Google defines a set of standard detail payloads for error details, which cover most common needs for API errors. Services should use these standard details payloads when feasible.

Structured details with machine-readable identifiers must be used if users will need to write code against a specific aspect of the error. Error message strings may change over time; however, if an error message does not have a machine-readable identifier in addition to the code field, changing the error message must be considered a backwards-incompatible change.

ErrorInfo

The ErrorInfo message is the required way to send a machine-readable identifier. All error responses must include an ErrorInfo payload in the details field. Variable information should be included in the metadata field on ErrorInfo and must be included if it appears within an error message.

Uniqueness

Each type of detail payload must be included at most once. For example, there must not be more than one BadRequest message in the details field, but there may be a BadRequest and a PreconditionFailure.

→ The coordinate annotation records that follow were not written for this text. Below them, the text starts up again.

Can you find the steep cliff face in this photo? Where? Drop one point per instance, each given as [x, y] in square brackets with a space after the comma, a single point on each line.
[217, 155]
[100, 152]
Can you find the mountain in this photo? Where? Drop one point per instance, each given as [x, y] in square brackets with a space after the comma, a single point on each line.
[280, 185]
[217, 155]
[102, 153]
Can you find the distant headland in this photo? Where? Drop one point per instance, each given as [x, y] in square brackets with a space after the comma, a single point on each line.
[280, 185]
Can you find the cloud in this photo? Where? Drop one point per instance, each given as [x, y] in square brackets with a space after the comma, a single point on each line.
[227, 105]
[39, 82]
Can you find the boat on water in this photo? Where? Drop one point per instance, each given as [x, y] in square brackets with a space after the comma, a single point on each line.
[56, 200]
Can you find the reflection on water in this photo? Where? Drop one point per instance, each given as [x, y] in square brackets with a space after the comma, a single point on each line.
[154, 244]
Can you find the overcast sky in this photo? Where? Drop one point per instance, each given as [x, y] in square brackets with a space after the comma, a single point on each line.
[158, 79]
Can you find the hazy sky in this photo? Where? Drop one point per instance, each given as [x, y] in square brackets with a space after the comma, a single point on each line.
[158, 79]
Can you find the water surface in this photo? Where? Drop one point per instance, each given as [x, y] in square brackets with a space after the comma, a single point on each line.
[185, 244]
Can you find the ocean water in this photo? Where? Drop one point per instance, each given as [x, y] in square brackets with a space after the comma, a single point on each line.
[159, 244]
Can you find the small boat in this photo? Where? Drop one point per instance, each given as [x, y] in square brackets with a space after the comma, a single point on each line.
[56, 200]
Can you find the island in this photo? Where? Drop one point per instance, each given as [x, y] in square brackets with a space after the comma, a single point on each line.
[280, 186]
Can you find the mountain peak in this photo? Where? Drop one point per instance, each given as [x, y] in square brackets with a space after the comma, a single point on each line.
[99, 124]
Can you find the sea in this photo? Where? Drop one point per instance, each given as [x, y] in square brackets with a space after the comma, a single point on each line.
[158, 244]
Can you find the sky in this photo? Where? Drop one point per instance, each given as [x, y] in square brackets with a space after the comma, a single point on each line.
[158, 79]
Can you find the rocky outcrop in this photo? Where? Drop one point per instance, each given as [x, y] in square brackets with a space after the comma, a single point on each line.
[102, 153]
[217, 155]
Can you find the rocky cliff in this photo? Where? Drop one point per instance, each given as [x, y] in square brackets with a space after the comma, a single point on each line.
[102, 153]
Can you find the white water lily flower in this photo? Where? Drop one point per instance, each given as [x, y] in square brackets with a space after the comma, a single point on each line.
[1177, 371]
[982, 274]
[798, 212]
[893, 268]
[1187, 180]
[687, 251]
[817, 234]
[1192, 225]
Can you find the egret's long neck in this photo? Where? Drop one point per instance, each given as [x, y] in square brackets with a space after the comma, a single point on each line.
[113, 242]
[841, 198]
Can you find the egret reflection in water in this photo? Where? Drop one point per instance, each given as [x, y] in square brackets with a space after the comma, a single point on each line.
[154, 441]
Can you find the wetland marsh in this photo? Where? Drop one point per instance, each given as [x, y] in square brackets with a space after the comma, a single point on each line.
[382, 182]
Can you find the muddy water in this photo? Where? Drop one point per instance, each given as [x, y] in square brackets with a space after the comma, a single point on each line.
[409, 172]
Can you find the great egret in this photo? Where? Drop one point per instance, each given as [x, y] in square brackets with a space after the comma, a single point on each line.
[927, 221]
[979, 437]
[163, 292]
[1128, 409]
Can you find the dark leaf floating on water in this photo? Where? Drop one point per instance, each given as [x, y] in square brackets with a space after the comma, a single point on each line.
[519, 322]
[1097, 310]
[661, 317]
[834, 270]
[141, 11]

Note: ErrorInfo represents a special case. There must be exactly one ErrorInfo. It is required.

Error messages

For each error, the service must populate the message field on google.rpc.Status. This error message,

  • is a developer-facing, human-readable "debug message"
  • is presented in the service's native language
  • both explains the error and offers an actionable resolution to it (citation)

Note: Sometimes a service will elect to always present Status.message in English rather than the application's native language so that messages are easily searchable in common knowledge bases, such as StackOverflow™.

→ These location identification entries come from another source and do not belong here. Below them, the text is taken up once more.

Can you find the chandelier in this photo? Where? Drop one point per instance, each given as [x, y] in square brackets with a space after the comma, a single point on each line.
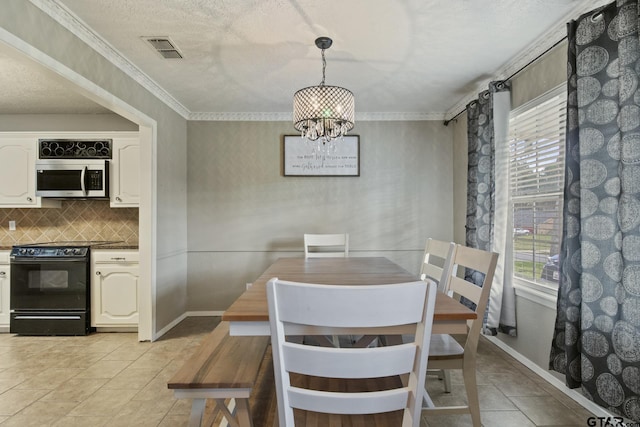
[323, 112]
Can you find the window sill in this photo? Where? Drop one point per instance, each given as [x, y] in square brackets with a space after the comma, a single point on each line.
[534, 292]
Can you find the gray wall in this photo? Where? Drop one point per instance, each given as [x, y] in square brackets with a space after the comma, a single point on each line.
[244, 214]
[535, 321]
[64, 122]
[30, 24]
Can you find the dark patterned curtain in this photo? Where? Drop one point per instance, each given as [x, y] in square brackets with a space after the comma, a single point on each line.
[596, 342]
[487, 198]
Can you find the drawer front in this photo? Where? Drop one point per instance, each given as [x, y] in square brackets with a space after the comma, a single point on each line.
[111, 257]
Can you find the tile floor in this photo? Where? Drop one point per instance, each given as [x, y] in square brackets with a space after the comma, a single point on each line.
[111, 379]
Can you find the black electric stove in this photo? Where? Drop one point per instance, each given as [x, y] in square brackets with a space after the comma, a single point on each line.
[50, 288]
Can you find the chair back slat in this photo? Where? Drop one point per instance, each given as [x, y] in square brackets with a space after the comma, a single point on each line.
[358, 363]
[330, 245]
[385, 305]
[466, 289]
[437, 262]
[352, 403]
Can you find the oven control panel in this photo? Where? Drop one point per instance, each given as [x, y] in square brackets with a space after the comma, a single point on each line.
[48, 252]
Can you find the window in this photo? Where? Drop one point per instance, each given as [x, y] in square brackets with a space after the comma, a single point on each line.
[536, 174]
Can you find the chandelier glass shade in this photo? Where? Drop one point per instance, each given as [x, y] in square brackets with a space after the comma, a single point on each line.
[323, 112]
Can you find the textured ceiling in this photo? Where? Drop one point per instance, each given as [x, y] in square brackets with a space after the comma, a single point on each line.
[250, 56]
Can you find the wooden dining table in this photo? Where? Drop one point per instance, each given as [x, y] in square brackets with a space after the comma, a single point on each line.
[249, 314]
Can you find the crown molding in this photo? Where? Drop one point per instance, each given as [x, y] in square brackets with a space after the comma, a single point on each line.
[240, 117]
[542, 44]
[287, 117]
[71, 22]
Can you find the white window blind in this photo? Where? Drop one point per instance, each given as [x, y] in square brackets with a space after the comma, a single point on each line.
[536, 170]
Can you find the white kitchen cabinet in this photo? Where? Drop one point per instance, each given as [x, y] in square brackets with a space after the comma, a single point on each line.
[114, 288]
[125, 173]
[4, 289]
[18, 173]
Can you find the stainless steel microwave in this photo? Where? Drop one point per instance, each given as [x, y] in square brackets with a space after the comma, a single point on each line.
[72, 178]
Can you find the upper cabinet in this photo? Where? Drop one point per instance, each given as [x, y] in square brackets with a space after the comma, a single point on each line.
[125, 173]
[18, 173]
[19, 152]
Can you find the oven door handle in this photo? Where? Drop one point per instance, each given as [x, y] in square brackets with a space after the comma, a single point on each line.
[46, 260]
[35, 316]
[82, 178]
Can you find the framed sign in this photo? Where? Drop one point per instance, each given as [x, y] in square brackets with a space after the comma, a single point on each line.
[302, 158]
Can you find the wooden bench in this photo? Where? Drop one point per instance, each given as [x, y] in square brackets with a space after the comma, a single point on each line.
[224, 367]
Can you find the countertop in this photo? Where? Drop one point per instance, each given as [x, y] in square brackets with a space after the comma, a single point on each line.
[110, 246]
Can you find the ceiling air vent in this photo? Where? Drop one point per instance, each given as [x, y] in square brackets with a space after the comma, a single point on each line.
[165, 47]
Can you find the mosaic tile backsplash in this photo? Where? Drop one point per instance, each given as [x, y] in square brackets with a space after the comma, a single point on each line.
[75, 220]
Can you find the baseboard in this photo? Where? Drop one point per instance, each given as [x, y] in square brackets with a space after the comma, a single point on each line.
[183, 316]
[204, 313]
[170, 326]
[579, 398]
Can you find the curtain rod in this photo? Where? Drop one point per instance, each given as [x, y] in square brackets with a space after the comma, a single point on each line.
[446, 122]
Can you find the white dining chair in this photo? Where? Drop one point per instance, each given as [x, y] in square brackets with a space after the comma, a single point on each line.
[369, 385]
[326, 245]
[445, 352]
[437, 265]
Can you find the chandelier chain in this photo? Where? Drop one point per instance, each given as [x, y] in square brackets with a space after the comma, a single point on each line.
[324, 66]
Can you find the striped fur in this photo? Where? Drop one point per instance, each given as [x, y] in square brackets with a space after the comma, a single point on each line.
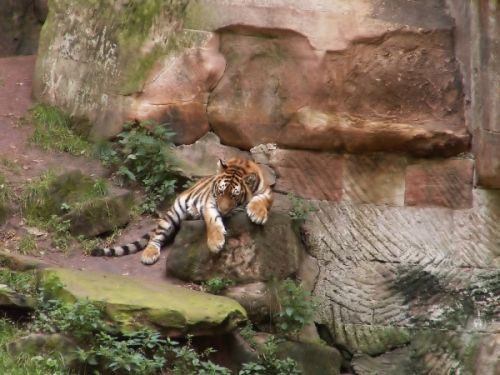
[237, 183]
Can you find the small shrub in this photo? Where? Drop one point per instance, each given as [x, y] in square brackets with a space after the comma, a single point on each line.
[269, 363]
[27, 244]
[53, 131]
[217, 285]
[295, 307]
[300, 208]
[142, 154]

When introducing an error that represents a failure scenario that did not previously occur for the service, the payload must include ErrorInfo and any variables found in dynamic segments of the error message must be present in ErrorInfo.metadata. See, "Dynamic variables".

Changing error messages

Status.message may change. However, use extreme caution when doing so. API consumers often treat this error message as part of the API contract. Clients perform string matches on the text to differentiate one error for another and even parse the error message to extract variables from dynamic segments.

There is a safer alternative. The service can chose to include an error message by adding google.rpc.LocalizedMessage to Status.details.

The error message presented in LocalizedMessage.message may be the same as Status.message or it may be an alternate message.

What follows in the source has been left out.